Houghtby honed his fashion aesthetic as well, developing a speciality with latex.
“There are not many latex designers. It’s popular in Europe, in the club scenes and the fetish scene there,” he said. “The appeal is what you can make it look like. It’s an interesting material – it looks ethereal but it’s made from natural material.”
He’s taken to adorning his looks with spikes and other hardware, he said, continually inspired by goth style. And recently, he launched a pop-up store for his latex fashion.
“For the first time, my fashion work seemed real,” he said. “And it all started within the goth community.”
- Joey Pigg
Joey Pigg grew up in Florida, steeped in the goth scene first in Miami and later in Tampa. There were established clubs that were known as goth clubs, and Pigg acknowledged Columbus hasn’t had that kind of dedicated space since Outland closed almost a decade ago.
And yet, Pigg acknowledged, it hasn’t really hamperfed the scene here, which is built on the dedication of individuals and the longstanding events they have created, as well as on the scenesters themselves, a diverse group that features at least three generations of “goth kids.”
“There are bands and events that keep it going through ebbs and flows,” Pigg, who’s been hosting primary one-off events in Columbus for more than a decade, said. “Over the last five years or so, there’s been a renaissance, too, as far as the goth scene, an energy in the scene as far as people going to events.”
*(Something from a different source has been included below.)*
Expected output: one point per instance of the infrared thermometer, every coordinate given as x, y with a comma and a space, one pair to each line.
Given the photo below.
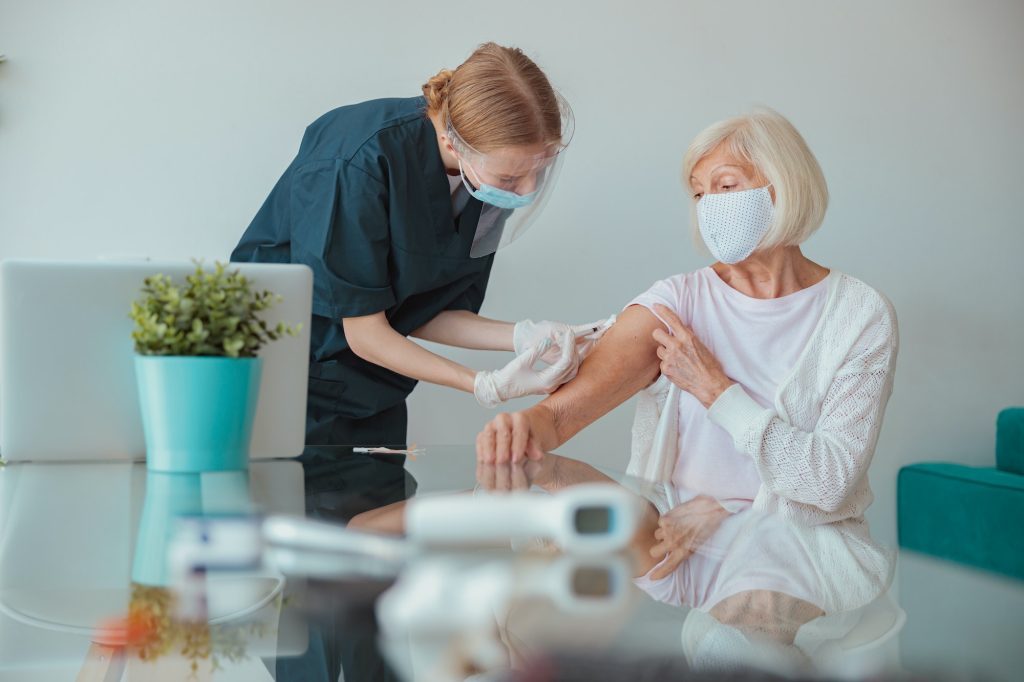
590, 518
Pigg added that, while the scene starts with monthly dance nights, it also offers live acts, a cadre of visual artists and designers (like his own Cell Five, which features those elements, including his own video projections) plus suspension performers.
“It’s bigger than just an 80s-90s music subculture,” Pigg said. “It starts there, or people find that in their exploration, but there’s a very vibrant and creative scene in Columbus.”
Of course, longstanding institutions provide infrastructure for the scene, and older goths still have a home in it, but infusions of younger generations of goth kids is what makes the scene vibrant and energetic, Pigg said.
“Your teen and early 20s are where a lot of people find themselves as a moody, broody place. That’s why the darker imagery and aesthetic,” Pigg said. “For me, I don’t think that I’ve ever lost or outgrown that. I may not always do dark eyeliner or have spiky hair, but that ethic still informs my creativity.”
In fact, he said, the scene has staying power because the community not only shares a predisposition to certain styles and genres, but also emotions and ideologies.
“It’s ‘alternative.’ It’s a look, yes, but that grows out of other things, represents these other things,” Pigg said. “Right now, it runs counter to the growing conservative energy that we’ve seen. It’s a reaction against that…People can tap in on the consumer or the creative end. It works together like one organic community.”